Desporto

Leões evitam prolongamento com falsa bicada das Águias

Honorato Silva | Cairo

A selecção do Senegal chegou ontem, 17 anos depois, à sua segunda final da Taça de África das Nações em futebol, após derrotar a similar da Tunísia, por 1-0, no Estádio 30 de Junho, da cidade do Cairo, na primeira meia-final da 32ª edição da prova.

Fotografia: DR

Um auto-golo de Dylan Bronn, ainda no início do prolongamento, confirmou a passagem dos Leões da Teranga, comandados pelo senegalês Aliou Cissé, que foram mais afirmativos num jogo intenso, cujas principais notas acabaram por ser os dois penalties desperdiçados pelas equipas e a intervenção do VAR (vídeo árbitro), na correcção do terceiro castigo máximo.
Muito disputado a meio campo, o desafio teve sempre o Senegal à frente nas iniciativas de ataque, com a Tunísia a tentar responder em transições rápidas, depois de recuperar a bola no processo defensivo.
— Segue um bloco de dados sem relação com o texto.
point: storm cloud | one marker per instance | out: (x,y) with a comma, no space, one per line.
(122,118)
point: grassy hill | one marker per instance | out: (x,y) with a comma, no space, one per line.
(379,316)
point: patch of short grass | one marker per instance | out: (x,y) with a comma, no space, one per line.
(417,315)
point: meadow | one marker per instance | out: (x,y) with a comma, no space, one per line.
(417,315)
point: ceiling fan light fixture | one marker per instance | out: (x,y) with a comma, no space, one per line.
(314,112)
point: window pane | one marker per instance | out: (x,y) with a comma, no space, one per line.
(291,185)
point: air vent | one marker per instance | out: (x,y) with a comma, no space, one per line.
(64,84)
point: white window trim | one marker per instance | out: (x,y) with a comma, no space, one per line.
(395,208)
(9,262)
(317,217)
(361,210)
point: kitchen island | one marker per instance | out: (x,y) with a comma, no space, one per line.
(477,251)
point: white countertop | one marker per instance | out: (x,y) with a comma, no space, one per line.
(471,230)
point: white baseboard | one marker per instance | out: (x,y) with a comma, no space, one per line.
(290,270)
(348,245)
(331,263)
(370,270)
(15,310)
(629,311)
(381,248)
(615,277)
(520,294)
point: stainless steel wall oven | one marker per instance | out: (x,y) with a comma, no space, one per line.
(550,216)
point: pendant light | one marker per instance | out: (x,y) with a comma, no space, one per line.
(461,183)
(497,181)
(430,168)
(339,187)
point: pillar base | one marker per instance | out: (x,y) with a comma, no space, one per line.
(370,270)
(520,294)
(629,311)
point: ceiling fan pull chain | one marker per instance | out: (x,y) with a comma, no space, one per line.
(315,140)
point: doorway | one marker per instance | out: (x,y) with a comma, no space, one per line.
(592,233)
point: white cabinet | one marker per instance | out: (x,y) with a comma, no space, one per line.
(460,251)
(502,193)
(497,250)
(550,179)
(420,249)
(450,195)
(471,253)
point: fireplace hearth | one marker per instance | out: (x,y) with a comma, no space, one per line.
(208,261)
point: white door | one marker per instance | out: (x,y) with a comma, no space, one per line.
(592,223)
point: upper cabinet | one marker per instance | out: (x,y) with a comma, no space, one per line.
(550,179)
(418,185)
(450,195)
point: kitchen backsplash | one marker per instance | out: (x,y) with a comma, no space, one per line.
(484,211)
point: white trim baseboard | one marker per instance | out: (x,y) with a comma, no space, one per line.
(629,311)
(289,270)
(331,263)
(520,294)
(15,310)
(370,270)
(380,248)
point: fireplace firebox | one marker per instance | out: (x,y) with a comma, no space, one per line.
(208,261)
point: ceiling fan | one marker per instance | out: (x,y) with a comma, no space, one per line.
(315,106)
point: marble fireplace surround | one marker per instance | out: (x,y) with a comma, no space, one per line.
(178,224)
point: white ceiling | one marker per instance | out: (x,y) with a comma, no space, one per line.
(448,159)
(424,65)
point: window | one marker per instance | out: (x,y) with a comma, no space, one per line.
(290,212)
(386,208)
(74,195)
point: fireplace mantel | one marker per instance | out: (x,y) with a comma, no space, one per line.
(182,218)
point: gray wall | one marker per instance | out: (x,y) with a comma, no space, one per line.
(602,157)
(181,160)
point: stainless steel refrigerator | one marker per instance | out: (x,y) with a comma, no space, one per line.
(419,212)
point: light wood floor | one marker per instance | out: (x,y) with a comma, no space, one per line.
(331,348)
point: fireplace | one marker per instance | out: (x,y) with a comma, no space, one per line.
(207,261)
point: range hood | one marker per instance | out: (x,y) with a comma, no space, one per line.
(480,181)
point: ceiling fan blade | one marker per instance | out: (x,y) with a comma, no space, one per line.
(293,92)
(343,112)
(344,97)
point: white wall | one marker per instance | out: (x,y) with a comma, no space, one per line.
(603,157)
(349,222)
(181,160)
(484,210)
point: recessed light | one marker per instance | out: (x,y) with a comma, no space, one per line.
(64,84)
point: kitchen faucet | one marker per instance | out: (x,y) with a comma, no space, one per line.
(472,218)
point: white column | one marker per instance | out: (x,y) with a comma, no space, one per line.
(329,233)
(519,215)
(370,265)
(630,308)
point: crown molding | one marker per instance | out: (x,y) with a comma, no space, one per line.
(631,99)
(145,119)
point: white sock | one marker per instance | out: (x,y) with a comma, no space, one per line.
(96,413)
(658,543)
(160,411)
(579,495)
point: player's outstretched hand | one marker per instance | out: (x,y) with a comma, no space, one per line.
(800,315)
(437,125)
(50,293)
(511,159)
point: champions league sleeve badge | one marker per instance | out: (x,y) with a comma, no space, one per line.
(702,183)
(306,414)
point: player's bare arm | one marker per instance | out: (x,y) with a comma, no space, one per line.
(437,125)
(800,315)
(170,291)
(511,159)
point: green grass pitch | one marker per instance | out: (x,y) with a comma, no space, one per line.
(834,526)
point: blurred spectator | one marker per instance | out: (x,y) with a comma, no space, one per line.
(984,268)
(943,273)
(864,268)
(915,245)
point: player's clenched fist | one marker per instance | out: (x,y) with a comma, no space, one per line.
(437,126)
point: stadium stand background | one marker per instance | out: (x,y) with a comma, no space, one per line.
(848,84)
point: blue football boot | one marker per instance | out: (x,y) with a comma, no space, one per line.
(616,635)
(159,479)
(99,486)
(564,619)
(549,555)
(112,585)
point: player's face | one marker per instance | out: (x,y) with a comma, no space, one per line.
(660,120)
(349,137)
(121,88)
Sadio Mané, Krepin Diatta e Henry Saivet foram donos e senhores na disputa dos lances no centro do terreno.
As Águias de Cartago, orientadas pelo francês Alain Giresse, regressaram mais enérgicas do intervalo, mudança de que resultou o surgimento dos seus avançados, sobretudo Wahbi Khazri e Youssef Msakni, próximos da baliza de Amigo Gomis. Porém, o jogo seguiu sem golos até ao prolongamento. A última presença dos senegaleses na decisão do título foi em 2002, no Mali, diante dos Leões Indomáveis do Camarões, que venceram por 3-2, aos penalties, depois de uma igualdade sem golos.